Sigiri (91 First Avenue; 212-614-9333) has been an East Village establishment for the last ten years. However, five years ago, the restaurant switched hands to brothers Shashika Sudasinghe and Nalinda Peiris, who have kept the restaurant and its menu relatively the same.
Sri Lanka is a predominantly Buddhist country; the owners are Buddhist too. The name of the restaurant ties directly in to their religion, denoting the ancient Sri Lankan city called Sigiriya, meaning “lion rock,” which was first built to house King Kasyapa’s palace and capital during the fifth century, and later adopted as a Buddhist monastery until the fourteenth century.
Though Sigiri’s menu features many vegetarian dishes, most Sri Lankans aren’t vegetarian. “Lot of people don’t eat the beef and pork [in Sri Lanka], but everything else, everybody eats. There’s only like few people that are vegetarian in Sri Lanka — there isn’t a big vegetarian community [there],” says Peiris.
“[We’ve included vegetarian dishes because] we cater to everybody…Even in Sri Lanka, we eat the [vegetarian] soups. The rice and curry, we eat it every day, so the vegetables and the curries [are vegetarian].”
Sri Lankan cuisine is heavily influenced by the Chinese — according to Peiris, there are a lot of Chinese restaurants in Sri Lanka. Chinese dishes, such as fried rice, have become authentic to Sri Lankan cuisine, and now employ ingredients and spices that are traditional in Sri Lanka.

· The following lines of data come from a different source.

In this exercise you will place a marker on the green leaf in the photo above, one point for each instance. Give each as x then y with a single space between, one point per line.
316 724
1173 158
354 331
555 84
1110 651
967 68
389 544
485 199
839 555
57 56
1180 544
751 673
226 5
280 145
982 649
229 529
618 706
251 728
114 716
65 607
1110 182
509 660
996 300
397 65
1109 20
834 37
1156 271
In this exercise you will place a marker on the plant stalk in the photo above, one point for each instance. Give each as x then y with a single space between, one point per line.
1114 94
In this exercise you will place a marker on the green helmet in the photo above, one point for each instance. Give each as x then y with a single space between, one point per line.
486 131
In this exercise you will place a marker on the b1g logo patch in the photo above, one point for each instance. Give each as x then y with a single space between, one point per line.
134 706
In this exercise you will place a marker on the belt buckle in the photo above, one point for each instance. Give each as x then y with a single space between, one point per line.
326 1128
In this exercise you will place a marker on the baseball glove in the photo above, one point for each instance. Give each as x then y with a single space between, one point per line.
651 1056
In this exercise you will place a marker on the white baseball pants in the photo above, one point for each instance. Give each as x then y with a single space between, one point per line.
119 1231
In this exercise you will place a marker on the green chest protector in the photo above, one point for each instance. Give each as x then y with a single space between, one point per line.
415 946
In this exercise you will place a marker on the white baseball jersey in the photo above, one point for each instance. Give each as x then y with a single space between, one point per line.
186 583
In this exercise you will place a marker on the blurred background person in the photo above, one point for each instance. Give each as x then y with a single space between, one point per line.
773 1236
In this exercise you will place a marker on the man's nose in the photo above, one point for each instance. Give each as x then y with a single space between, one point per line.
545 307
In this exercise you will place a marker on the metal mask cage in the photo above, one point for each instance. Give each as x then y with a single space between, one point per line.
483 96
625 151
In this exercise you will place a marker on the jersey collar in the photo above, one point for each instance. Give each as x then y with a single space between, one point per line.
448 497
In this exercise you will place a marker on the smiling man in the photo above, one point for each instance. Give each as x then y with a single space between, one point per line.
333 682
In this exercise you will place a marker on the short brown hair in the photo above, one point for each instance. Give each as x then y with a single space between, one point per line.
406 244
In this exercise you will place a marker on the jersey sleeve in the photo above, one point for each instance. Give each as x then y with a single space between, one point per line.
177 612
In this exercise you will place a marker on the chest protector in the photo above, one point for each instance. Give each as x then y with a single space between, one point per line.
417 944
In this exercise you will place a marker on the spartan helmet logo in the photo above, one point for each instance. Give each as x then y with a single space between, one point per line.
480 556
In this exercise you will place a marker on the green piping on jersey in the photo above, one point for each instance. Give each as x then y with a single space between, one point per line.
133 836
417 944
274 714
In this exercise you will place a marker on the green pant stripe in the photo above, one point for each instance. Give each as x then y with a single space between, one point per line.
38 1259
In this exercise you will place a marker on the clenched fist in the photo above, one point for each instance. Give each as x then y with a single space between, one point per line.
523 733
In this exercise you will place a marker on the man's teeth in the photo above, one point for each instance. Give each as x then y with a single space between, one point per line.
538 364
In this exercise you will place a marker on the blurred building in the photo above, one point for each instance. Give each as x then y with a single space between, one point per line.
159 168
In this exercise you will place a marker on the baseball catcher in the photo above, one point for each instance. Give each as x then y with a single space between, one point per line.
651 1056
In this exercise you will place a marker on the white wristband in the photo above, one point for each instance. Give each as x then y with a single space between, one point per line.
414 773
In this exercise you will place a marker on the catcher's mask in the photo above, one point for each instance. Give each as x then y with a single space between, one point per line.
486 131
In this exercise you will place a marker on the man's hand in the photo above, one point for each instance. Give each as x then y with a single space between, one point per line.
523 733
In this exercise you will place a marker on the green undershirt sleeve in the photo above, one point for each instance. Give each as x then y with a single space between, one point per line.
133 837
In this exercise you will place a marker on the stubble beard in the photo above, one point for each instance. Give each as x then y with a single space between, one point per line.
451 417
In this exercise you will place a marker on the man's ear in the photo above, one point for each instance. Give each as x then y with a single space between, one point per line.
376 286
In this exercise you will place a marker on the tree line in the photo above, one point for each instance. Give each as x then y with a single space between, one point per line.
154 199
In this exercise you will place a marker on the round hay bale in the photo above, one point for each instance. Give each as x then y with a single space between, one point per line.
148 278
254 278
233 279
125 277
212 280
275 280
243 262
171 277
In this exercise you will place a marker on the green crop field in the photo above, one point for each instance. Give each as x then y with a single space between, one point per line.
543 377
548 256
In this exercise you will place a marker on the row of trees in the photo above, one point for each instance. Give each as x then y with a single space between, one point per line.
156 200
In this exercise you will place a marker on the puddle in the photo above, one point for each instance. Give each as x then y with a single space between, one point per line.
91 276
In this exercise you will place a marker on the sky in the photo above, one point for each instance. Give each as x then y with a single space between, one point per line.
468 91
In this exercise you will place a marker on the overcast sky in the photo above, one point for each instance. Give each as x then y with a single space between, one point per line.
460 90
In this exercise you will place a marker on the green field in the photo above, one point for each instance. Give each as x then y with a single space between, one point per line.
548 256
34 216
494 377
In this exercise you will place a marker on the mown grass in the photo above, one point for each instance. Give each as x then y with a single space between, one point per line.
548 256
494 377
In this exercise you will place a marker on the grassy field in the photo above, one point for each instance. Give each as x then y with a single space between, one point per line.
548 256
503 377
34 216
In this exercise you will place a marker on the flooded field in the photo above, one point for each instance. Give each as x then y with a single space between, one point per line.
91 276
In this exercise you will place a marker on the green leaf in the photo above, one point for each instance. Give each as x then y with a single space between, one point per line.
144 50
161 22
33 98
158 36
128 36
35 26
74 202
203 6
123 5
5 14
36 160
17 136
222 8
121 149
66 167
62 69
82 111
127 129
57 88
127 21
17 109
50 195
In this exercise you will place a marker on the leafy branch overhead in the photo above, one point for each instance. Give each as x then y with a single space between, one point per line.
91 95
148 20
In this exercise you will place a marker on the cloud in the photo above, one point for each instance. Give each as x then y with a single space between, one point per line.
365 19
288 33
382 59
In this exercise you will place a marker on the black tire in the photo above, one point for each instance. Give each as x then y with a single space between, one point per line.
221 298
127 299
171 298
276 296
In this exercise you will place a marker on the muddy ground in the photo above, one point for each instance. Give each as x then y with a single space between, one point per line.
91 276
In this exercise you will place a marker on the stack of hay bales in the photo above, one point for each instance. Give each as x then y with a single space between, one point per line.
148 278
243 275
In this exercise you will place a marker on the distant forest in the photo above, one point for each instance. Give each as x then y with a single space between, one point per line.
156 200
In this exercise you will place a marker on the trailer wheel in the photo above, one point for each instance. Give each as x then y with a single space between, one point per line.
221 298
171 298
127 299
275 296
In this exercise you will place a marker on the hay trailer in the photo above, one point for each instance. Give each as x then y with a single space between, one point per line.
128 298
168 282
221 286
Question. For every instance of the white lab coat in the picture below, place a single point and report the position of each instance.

Sigiri’s vegetable fried rice ($11.50), for instance, features egg and a mix of vegetables like a typical Chinese fried rice, but also includes cashews and raisins, ingredients often found in South Asian cuisine. Because of the cashews and raisins, the overall flavor of the fried rice is nuanced and aromatic, with a lightly nutty and sugary finish.
The kottu roti ($14.50) is a popular specialty: a Sri Lankan stir-fry that includes a host of vegetables, scrambled egg, and shredded pieces of roti bread, a type of flatbread common to the Indian subcontinent.
The roti is doughy, while the vegetables provide a crunch. The dish is fairly spicy, but is served with a gravy made of coconut, yellow curry powder, and saffron. The gravy, when poured over the stir-fry, adequately subdues the spices, while also adding a hint of sweetness.